Les premières thématiques développées sont la création et la gestion de microentreprises. L’association a en parallèle organisé pour elles des rencontres avec les dispositifs d’appui à l’auto-emploi et des rencontres d’information sur le projet qui ont permis à ses femmes de rencontrer des personnes ressources et des consultants du domaines qui ont adoptés un langage et pris le temps nécessaire ce qui leur a permis de comprendre mieux et parfois découvrir leurs droits et les opportunités mis à leurs dispositions. Ce fut, également l’occasion de se rencontrer entre elles, de s’écouter et ainsi dédramatiser leur situation qu’elles retrouvent l’une chez l’autres.
Un saut qualitatif a été enregistré dans les services d’éducation et d’apprentissage des adultes de Assala, suite à son partenariat avec DVV International. En effet, cela lui a ouvert d’autres horizons notamment en termes de pédagogie mais aussi de thématiques.
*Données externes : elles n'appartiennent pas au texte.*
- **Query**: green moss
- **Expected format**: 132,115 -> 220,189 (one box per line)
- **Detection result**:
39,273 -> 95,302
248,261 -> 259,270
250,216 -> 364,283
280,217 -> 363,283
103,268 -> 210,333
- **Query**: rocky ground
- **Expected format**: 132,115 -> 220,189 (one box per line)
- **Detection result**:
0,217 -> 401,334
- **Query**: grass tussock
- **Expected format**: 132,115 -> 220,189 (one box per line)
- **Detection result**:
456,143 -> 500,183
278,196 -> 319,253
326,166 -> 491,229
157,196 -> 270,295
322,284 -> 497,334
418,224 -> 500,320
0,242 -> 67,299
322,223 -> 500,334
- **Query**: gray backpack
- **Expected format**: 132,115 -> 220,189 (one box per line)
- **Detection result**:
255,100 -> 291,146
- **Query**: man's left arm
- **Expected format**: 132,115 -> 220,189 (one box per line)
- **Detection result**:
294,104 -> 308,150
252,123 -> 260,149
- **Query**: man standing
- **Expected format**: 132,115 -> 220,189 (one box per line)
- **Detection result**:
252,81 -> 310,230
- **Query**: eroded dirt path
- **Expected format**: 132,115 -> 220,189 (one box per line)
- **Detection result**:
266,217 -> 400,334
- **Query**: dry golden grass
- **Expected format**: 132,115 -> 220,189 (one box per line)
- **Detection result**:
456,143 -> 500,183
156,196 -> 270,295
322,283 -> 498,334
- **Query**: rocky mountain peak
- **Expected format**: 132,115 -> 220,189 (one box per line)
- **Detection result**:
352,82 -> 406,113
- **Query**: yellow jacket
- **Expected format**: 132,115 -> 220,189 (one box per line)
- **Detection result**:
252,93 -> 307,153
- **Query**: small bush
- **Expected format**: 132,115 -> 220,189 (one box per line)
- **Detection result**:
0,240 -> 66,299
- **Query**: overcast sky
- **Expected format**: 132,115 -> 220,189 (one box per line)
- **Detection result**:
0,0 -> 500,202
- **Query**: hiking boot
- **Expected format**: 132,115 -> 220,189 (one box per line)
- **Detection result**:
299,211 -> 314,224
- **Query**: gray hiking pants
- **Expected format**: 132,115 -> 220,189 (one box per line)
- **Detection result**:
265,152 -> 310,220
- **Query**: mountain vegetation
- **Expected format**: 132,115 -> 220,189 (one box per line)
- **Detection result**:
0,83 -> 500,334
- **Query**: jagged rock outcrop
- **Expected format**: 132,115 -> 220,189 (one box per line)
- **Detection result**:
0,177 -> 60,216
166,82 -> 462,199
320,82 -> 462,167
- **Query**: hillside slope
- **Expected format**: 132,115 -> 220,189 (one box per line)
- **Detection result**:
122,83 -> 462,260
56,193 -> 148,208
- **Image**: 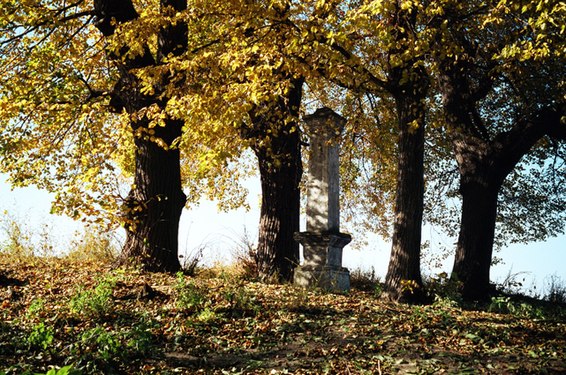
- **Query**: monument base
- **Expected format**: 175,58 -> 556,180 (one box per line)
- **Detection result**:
293,266 -> 350,292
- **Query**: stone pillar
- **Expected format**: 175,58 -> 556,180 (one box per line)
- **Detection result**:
294,108 -> 352,292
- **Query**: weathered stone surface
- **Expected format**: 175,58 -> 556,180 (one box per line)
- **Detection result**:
294,108 -> 352,292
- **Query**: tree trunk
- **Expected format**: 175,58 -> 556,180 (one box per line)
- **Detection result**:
244,79 -> 303,281
257,150 -> 302,281
94,0 -> 188,272
385,90 -> 426,302
120,120 -> 186,272
452,181 -> 500,300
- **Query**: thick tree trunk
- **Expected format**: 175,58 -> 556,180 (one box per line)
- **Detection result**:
385,90 -> 426,302
452,181 -> 500,300
120,120 -> 186,272
94,0 -> 188,272
244,79 -> 303,281
257,148 -> 302,281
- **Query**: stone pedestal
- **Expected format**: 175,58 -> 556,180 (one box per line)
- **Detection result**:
294,108 -> 352,292
294,232 -> 352,292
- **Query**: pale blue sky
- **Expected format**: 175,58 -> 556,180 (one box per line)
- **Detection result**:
0,174 -> 566,292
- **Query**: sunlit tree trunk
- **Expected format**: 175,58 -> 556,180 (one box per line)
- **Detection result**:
439,64 -> 566,300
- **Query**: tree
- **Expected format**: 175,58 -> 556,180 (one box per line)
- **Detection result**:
245,79 -> 303,280
0,0 -> 193,271
435,1 -> 566,299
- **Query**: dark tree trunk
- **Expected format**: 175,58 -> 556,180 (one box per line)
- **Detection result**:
452,181 -> 500,300
121,120 -> 186,272
439,62 -> 566,300
257,146 -> 302,281
94,0 -> 187,272
385,88 -> 426,302
245,79 -> 303,281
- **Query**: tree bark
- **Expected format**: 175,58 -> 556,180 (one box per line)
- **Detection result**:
385,87 -> 426,302
94,0 -> 187,272
452,179 -> 500,300
121,120 -> 186,272
246,79 -> 303,281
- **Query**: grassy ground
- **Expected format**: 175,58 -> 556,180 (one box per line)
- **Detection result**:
0,258 -> 566,374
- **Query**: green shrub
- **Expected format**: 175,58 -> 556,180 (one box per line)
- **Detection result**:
69,279 -> 115,317
67,226 -> 119,263
27,322 -> 54,350
175,272 -> 206,313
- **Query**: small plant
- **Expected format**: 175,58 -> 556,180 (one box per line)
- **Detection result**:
0,210 -> 34,258
545,275 -> 566,304
179,245 -> 205,276
224,285 -> 260,316
124,321 -> 155,356
81,326 -> 122,361
175,272 -> 206,313
67,226 -> 119,263
41,365 -> 81,375
425,272 -> 462,307
488,296 -> 544,319
27,322 -> 54,350
26,298 -> 45,318
69,279 -> 115,317
350,267 -> 381,294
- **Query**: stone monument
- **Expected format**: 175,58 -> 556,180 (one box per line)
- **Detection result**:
294,108 -> 352,292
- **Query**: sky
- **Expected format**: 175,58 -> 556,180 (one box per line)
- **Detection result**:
0,174 -> 566,295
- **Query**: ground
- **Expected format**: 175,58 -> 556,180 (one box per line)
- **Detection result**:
0,258 -> 566,374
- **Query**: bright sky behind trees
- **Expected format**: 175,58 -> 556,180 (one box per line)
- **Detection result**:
0,174 -> 566,295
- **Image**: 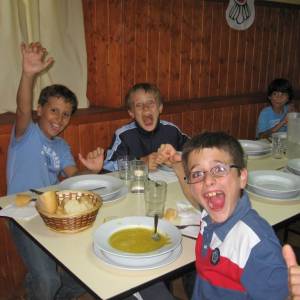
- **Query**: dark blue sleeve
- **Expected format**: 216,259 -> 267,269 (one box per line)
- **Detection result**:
242,237 -> 288,300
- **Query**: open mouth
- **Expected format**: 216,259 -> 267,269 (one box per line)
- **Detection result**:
204,192 -> 225,211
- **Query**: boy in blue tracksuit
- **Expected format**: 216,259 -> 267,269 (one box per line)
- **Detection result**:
256,78 -> 294,139
104,83 -> 189,171
158,132 -> 288,300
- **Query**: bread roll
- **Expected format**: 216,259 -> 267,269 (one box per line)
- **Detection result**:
37,191 -> 58,214
15,194 -> 31,207
164,208 -> 177,221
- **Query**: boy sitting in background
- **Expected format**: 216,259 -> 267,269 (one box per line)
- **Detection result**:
104,83 -> 189,171
256,78 -> 294,139
7,43 -> 103,300
159,132 -> 288,300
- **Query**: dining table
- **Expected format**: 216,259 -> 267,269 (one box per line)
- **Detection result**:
0,155 -> 300,299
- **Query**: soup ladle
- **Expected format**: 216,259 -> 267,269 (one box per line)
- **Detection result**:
152,214 -> 160,241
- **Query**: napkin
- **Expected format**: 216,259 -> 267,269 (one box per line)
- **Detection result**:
148,169 -> 178,183
176,200 -> 201,238
0,202 -> 38,221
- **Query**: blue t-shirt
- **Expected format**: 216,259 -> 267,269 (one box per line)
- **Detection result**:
6,122 -> 75,194
256,105 -> 288,137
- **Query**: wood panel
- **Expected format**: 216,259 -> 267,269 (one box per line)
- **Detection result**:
82,0 -> 300,107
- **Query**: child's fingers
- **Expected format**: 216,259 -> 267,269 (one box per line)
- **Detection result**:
282,244 -> 297,268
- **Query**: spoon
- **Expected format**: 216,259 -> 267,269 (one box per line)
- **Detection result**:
29,189 -> 44,195
152,214 -> 160,241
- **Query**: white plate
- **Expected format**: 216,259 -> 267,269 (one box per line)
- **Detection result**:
287,158 -> 300,175
247,170 -> 300,199
246,187 -> 300,205
93,216 -> 181,260
59,174 -> 124,198
158,164 -> 174,173
239,140 -> 271,155
94,244 -> 182,271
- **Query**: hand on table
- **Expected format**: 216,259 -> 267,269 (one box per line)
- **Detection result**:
78,147 -> 104,173
282,245 -> 300,300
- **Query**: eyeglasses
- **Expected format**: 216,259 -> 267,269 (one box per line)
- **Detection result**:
185,163 -> 239,184
134,100 -> 157,111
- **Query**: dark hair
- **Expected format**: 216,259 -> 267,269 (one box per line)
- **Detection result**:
38,84 -> 78,114
268,78 -> 294,102
182,132 -> 246,176
125,82 -> 163,109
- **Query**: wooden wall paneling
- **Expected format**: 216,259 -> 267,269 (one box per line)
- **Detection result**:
94,0 -> 111,107
235,30 -> 249,95
226,28 -> 239,95
169,0 -> 182,101
274,9 -> 288,77
200,1 -> 214,97
212,107 -> 222,131
62,124 -> 80,160
241,22 -> 255,94
238,104 -> 249,139
281,9 -> 297,80
121,0 -> 136,104
0,218 -> 26,300
132,0 -> 151,82
221,106 -> 232,134
216,3 -> 230,95
157,1 -> 172,99
147,0 -> 160,84
267,8 -> 280,84
157,1 -> 171,99
181,111 -> 194,136
249,4 -> 265,91
208,2 -> 225,96
259,7 -> 270,91
247,101 -> 258,139
190,0 -> 204,98
0,134 -> 10,196
230,105 -> 241,138
193,110 -> 204,135
291,10 -> 300,84
179,0 -> 193,99
201,108 -> 214,132
107,0 -> 124,107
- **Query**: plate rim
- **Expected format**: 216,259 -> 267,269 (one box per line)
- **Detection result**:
58,174 -> 124,197
247,170 -> 300,194
93,216 -> 182,258
93,243 -> 183,271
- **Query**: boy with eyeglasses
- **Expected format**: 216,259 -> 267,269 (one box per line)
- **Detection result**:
104,83 -> 189,171
158,132 -> 288,300
256,78 -> 294,138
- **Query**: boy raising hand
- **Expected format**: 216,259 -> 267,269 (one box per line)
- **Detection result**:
7,43 -> 103,300
7,43 -> 103,194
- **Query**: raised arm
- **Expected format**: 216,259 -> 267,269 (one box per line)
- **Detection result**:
15,43 -> 53,138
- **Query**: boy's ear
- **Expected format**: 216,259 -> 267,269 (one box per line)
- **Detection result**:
240,168 -> 248,189
128,109 -> 134,119
158,104 -> 164,114
36,104 -> 42,117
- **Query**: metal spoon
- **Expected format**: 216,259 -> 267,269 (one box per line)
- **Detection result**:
152,214 -> 160,241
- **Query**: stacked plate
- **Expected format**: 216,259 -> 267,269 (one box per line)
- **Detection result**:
59,175 -> 128,202
93,217 -> 182,270
239,140 -> 272,156
286,158 -> 300,175
247,170 -> 300,201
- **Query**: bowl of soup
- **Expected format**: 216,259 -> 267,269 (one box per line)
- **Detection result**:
93,216 -> 182,266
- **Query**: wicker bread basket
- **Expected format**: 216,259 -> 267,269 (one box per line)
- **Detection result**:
36,190 -> 102,233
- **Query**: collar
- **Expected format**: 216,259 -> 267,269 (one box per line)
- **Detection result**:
134,118 -> 160,136
204,191 -> 251,241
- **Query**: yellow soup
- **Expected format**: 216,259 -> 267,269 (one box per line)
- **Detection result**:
109,227 -> 170,253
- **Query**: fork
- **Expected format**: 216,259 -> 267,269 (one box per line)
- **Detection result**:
176,224 -> 200,229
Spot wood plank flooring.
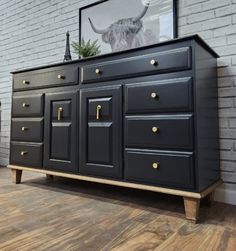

L’innovation première ceux sont les approches andragogiques participatives inclusives, cas de l’approche sémio didactique que l’association a pu acquérir grâce à une action sur l’utilisation durable des plantes aromatiques et médicinales soutenue par DVV International qui a offert un distillateur d’apprentissage et invité une formatrice qui enseigne la distillation selon l’approche sémio didactique. A noter que cette formation a profité à un public mixtes hétérogène, constitué de jeunes universitaires et de femmes rurales pour la plupart non lettrées issues des zones d’ombre de la région de Djelfa. Au-delà de la technique et de l’approche pédagogique utilisée, la formation fut l’occasion de sensibiliser et d’informer ces bénéficiaires sur l’importances de ne pas détruire la flore locale et de faire attention aux changements climatiques et leur rôle dans la lutte contre la désertification, la protection de la biodiversité….
Depuis, l’association réfléchi à revoir ses approches d’enseignement, notamment en ce qui concerne l’alphabétisation pour adultes.
Conclusion
Assala, comme le mouvement associatif algérien, a évolué avec le temps et cela surtout grâce à l’investissement dans la formation, les partenariats et la pratique de projets.
Aujourd’hui, Assala, via ses membres et notamment la présidente tente de restituer et de donner ce savoir à la société civile et cela par la participation à l’observatoire de la société civile, notamment le travail avec DVV International, qui permet d’impliquer de manière plus efficace l’Adulte dans le développement et dans la concrétisation des ODD.